Setelah 5 menit lebih 17 detik…
“Sudah saya pesankan Jo, kopi paet kan? Monggo, kebetulan ini rondho royalnya juga masih hot-hotnya.”
“Suwun Ras,” jawab Bejo singkat saja.
“Gimana tadi masalah klosednya, Jo?”
“Tak nyruput kopiku dulu Ras, ben gak salah paham.” Segera Bejo meminum kopi kesukaannya itu dan memakan Rondho Royal yang sedari tadi menggoda seleranya. “Singkat cerita, Ras, pak RT si Mukiyo, mewajibkan warganya punya klosed di jedingnya masing-masing, apa ndak hegemoni itu?”.

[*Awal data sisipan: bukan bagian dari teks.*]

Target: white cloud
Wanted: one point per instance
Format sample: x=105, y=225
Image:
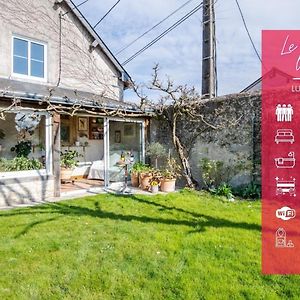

“Lho, hegemoni gimana to kang, lha itu kan aturan yang baik, kalau semua warga punya klosed tujuannya adalah mendukung upaya pemerintah dalam bidang kesehatan penduduk. Penyakit-penyakit ndak gampang menyerang karena notabene penanggulangan penyakit yang bersarang di kotoran bisa terminimalisir. Sekarang sudah ndak jamannya model jamban Jo, selain menjadikan lingkungan sekitar kurang baik karena masalah baunya yang aduhai, juga karena kurang tertutup sehingga menyebabkan banyak penyakit menyerang warga. Lha terus masalahnya di mana Jo?”
Bejo tersenyum sinis sambil mulutnya terus menyelep Rondho Royal. Ia sengaja memberi jeda sejenak.

“Piye Jo argumentasiku tadi? Coba jawab!” Waras menimpali lagi.
“Duhai Waras, sahabat kentalku yang baik hati dan suka mendreng, tak beritahu ya, kamu itu ndak ngerti duduk persoalannya”.
“Maksudnya, Jo?”
“Aturan itu tak akui pancen jempol pol polan. I like that, do you know? selain untuk alasan kesehatan juga untuk mengangkat nama kampung Simbu’an kita tercinta ini harum di tingkat kecamatan. Tape eh tapi…”
“Kok ada tapinya, Jo?”
“Kamu ngerti ndak berapa persen warga kampung yang belum mempunyai klosed. Hampir lebih dari 50%. Na ngerti ndak kamu alasannya?”.
Waras menggelengkan kepalanya.

“Para warga kampung ini, jangankan klosed, jamban saja ndak punya, mereka lebih suka berak di kali-kali atau bengawan, selain lebih bebas tak terikat juga karena jeding alias kamar mandi yang layak saja, para warga belum punya. Kita tahu sendiri tingkat ekonomi mereka berada di level sepertiga dari tengah ndlosor ke bawah. Buat makan sehari-hari saja kurang-kurang. sekarang diwajibkan beli klosed, mau ditaruh di mana? Ruang tamu ta? Mikirrrr !!!” Ujar Bejo berapi-api sambil menirukan gaya Cak Long Tong di tipi-tipi.

*Penulis adalah cantrik di padepokan sastra “Sekar Sonya”. Pegiat diskusi dekontruksi kahanan “Jam’iyah Al Qohwah”.